The output M contains only locally maximal matches. After step 1, M contains the length of matches from their starting position, so it is not possible for a match to be extendable toward a previous position. Additionally, from step 4, M does not contain matches extendable towards the next position.

We now describe how to implement each of these steps using boolean circuits with AND,XOR and NOT gates in a depth-optimized way. Compute the length of matches: First, we compute an auxiliary matrix B⁽⁰⁾ such that \(\mathbf {B}^{(0)}_{j,i} = 1\) if x[ i]=y_j[ i]. Namely, \(\mathbf {B}^{(0)}_{j,i} = \lnot (\mathbf {x}[\!i] \oplus \mathbf {y}_{j}[\!i])\). We observe that B⁽⁰⁾ indicates whether a match has length greater than or equal to one. Using B⁽⁰⁾, we compute whether a match has length greater than or equal to two by setting \(\mathbf {B}_{j,i}^{(1)} \leftarrow \mathbf {B}_{j,i}^{(0)} \wedge \mathbf {B}_{j,i-1}^{(0)}\). More generally, if B^(k) indicates whether a match has length more than 2^k or not, then it can be updated to indicate if the length of a match is more than 2^k+1 by setting \(\mathbf {B}_{j,i}^{(k+1)} \leftarrow \mathbf {B}_{j,i}^{(k)} \wedge \mathbf {B}_{j,i-(2^{k}-1)}^{(k)}\).

Concurrently, in each iteration we compute a bound on the length of each match by setting M⁽⁰⁾=B⁽⁰⁾ and \(\mathbf {M}_{j,i}^{(k+1)} \leftarrow \mathbf {B}_{j,i-(2^{k}-1)}^{(k)} \mathbf {M}_{j,i-(2^{k}-1)}^{(k)} +\mathbf {M}_{j,i}^{(k)} \). We observe that this computation gives the actual length of a match if it is less than or equal to 2^k and returns the lower bound of 2^k otherwise. Hence, after ⌈log(n)⌉ iterations, we set M=M^{(⌈log(n)⌉)}.

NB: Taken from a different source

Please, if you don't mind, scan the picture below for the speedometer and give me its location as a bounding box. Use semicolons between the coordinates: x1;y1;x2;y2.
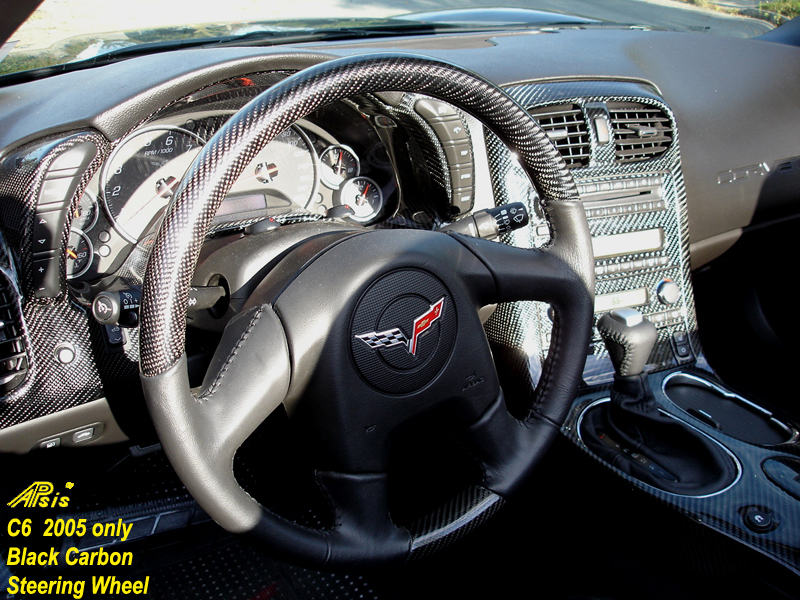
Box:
228;127;318;210
101;127;205;244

The addition is computed using a depth-optimized adder, which has AND-depth proportional to the logarithm of the bit length of the numbers returned [23]. Namely, the AND-depth of the adder is O(log(logn)). Overall, the AND-depth of the length computation is O(log(n) log(logn)). Remove matches with length below the threshold: Let t_k≡t (mod 2^k) for \(k \in \left \{1, \dots, \lceil \log (n)\rceil \right \}\) and \((b_{\lceil \log (n)\rceil }, \dots, b_{1})\) be the bit decomposition of t, where b_⌈log(n)⌉ is the most significant bit and b₁ is the least significant bit. Let T^(k) be m×n matrices that indicate candidate matches; initially \(\mathbf {T}_{j,i}^{(0)} = 1\) for all i and j. Similarly to the length computation, we define the auxiliary matrix B⁽⁰⁾ that initially indicates whether a database and query position match or not. In each iteration, we update B^(k) as in the length computation; namely, we set \(\mathbf {B}_{j,i}^{(k)} \leftarrow \mathbf {B}_{j,i}^{(k-1)} \wedge \mathbf {B}_{j,i-(2^{k} - 1)}^{(k-1)} \). In the k-th iteration if b_k=1, we update \(\mathbf {T}^{(k)}_{j,i} \leftarrow \mathbf {B}_{j,i - (t_{k} - 1)}^{(k)}\mathbf {T}_{j,i}\), otherwise T^(k)=T^(k−1). Finally, we set \(\mathbf {M}_{j,i} \leftarrow \mathbf {M}_{j,i} \mathbf {T}_{j,i}^{(\lceil \log (n) \rceil)}\).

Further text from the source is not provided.